Thoughts that made my stomach hollow, the emptiness edged in a dull pain.

Then I swung my arm out, finger pointing at the red Solo cup I put on the table there, and…

Nothing.

“Shit,” I muttered.

I tried something else, thinking of Abel with another woman.

When the pain became sharper, I lifted up both my hands and pushed them out toward the cup.

Nothing.

“Shit!” I fairly shouted.

“Little girl,” Dad started, “give it a rest. You been tryin’ that crap for an hour now and getting nothing. You’re doin’ your own head in.”

Frustrated, I glared at him.

“Yo, Lilah,” Moose called, lazing on a sofa with his head to the arm, hands linked behind his head, ankles crossed, and eyes closed. “When you take over the world, get me a mansion big enough I can ride my Harley in the front door,” he requested.

“Moose, I’m not taking over the world,” I told him.

“Shame,” he murmured. “Figure you’d do a better job runnin’ it than the *s who got it now.”

That probably wasn’t a bad guess, considering the world was on the brink of disaster.

“If you’re takin’ orders,” Jabber, sitting in an armchair with an open bag of potato chips in his lap, an open bottle of Bud at his side, put in. “I want one of those sisters, the ones in that reality show about bein’ famous for bein’ famous. I don’t care which, but the tall one is far from hard on the eyes.”

“Jabber, I’m not taking over the world,” I snapped.

“Okay, say you get famous,” he kept at it. “You might meet her at a party. You could put in a good word for me.”

“Jabber, open your senses and read my mood,” I hissed.

“Girl, known you since you was three,” he replied. “I can read your mood.

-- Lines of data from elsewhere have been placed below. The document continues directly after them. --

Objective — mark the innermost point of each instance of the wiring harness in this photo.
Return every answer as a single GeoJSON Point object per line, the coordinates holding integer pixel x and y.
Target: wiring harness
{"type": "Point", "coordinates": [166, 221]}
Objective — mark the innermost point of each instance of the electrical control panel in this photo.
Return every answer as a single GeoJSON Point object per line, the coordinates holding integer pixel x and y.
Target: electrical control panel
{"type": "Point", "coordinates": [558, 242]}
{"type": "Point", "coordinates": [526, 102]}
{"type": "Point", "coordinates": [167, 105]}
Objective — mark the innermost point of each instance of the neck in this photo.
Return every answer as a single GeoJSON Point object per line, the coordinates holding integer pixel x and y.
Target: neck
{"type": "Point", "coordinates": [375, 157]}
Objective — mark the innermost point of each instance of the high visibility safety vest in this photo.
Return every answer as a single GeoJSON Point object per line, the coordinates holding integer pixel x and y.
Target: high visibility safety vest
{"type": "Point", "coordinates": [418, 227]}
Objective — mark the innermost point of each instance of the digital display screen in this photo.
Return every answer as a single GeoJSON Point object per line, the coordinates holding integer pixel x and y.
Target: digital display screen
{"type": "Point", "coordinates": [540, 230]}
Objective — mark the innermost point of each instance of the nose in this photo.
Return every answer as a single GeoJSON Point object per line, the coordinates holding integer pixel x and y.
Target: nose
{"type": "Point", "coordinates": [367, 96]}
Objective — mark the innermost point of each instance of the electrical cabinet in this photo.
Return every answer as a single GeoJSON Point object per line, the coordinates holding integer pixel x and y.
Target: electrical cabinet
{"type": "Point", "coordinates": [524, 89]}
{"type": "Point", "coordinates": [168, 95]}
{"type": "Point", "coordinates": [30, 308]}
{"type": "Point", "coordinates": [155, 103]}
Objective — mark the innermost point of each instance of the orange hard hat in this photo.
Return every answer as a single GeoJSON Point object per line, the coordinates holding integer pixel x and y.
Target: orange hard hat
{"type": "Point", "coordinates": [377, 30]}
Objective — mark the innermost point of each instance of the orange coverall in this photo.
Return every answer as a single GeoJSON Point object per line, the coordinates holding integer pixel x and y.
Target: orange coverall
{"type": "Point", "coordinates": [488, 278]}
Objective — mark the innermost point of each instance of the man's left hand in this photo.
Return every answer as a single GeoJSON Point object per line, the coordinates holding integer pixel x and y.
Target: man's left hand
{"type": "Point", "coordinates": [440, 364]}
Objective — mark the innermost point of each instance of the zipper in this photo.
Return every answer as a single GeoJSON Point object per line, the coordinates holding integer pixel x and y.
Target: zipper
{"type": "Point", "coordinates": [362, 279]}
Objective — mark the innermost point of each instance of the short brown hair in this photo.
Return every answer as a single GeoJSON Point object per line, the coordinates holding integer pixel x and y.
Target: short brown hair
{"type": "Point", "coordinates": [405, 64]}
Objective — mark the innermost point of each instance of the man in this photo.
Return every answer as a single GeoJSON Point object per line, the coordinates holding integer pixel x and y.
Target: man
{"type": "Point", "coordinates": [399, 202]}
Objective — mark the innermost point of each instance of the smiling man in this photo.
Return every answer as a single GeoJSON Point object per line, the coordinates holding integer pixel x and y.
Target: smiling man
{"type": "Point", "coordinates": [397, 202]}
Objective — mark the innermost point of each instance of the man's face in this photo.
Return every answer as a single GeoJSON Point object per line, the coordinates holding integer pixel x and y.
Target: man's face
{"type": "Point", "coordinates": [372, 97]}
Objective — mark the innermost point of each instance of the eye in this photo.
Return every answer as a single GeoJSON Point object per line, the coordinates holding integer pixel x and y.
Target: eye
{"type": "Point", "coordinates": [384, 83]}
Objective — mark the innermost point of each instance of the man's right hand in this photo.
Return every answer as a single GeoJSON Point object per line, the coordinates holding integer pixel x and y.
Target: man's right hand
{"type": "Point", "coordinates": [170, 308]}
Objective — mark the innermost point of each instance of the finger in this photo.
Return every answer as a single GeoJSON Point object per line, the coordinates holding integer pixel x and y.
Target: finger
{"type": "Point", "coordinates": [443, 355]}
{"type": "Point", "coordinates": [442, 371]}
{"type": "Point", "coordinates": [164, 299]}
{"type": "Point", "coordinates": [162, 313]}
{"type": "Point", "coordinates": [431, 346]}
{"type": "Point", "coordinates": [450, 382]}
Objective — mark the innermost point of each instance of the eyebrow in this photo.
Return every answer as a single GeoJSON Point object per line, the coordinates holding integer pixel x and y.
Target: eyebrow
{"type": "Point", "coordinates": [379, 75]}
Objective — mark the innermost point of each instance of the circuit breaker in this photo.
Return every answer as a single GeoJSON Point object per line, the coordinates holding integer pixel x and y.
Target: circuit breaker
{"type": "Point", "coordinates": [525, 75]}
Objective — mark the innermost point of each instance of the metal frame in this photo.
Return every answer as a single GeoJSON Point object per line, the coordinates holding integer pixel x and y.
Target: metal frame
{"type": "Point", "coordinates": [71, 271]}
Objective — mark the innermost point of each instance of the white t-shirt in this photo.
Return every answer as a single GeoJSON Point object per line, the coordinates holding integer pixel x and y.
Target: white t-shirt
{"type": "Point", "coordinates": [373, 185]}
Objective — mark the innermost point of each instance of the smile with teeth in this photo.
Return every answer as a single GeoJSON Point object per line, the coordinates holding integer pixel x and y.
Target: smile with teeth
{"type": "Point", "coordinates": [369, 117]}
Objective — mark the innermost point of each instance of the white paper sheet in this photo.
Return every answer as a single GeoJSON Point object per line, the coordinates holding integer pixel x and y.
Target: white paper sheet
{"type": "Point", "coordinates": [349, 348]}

But if I learned I got it in me to take over the world, I wouldn’t be staring at a red Solo cup and gettin’ pissy. I’d be layin’ plans.”

“Well, I’m not you,” I pointed out.

“Pity,” he muttered.

I turned to Dad.

He shrugged.

“Perhaps, Lilah, this ability cannot be honed,” Jian-Li suggested, sipping tea in the chair opposite Jabber. “Perhaps it only comes naturally. Abel has said it’s powerful and it was so when you didn’t even know you were using it.” She tipped her head to the side and her voice went gentle. “There’s much to be frustrated about, qīn ài de, therefore there’s no purpose to making yourself more frustrated.”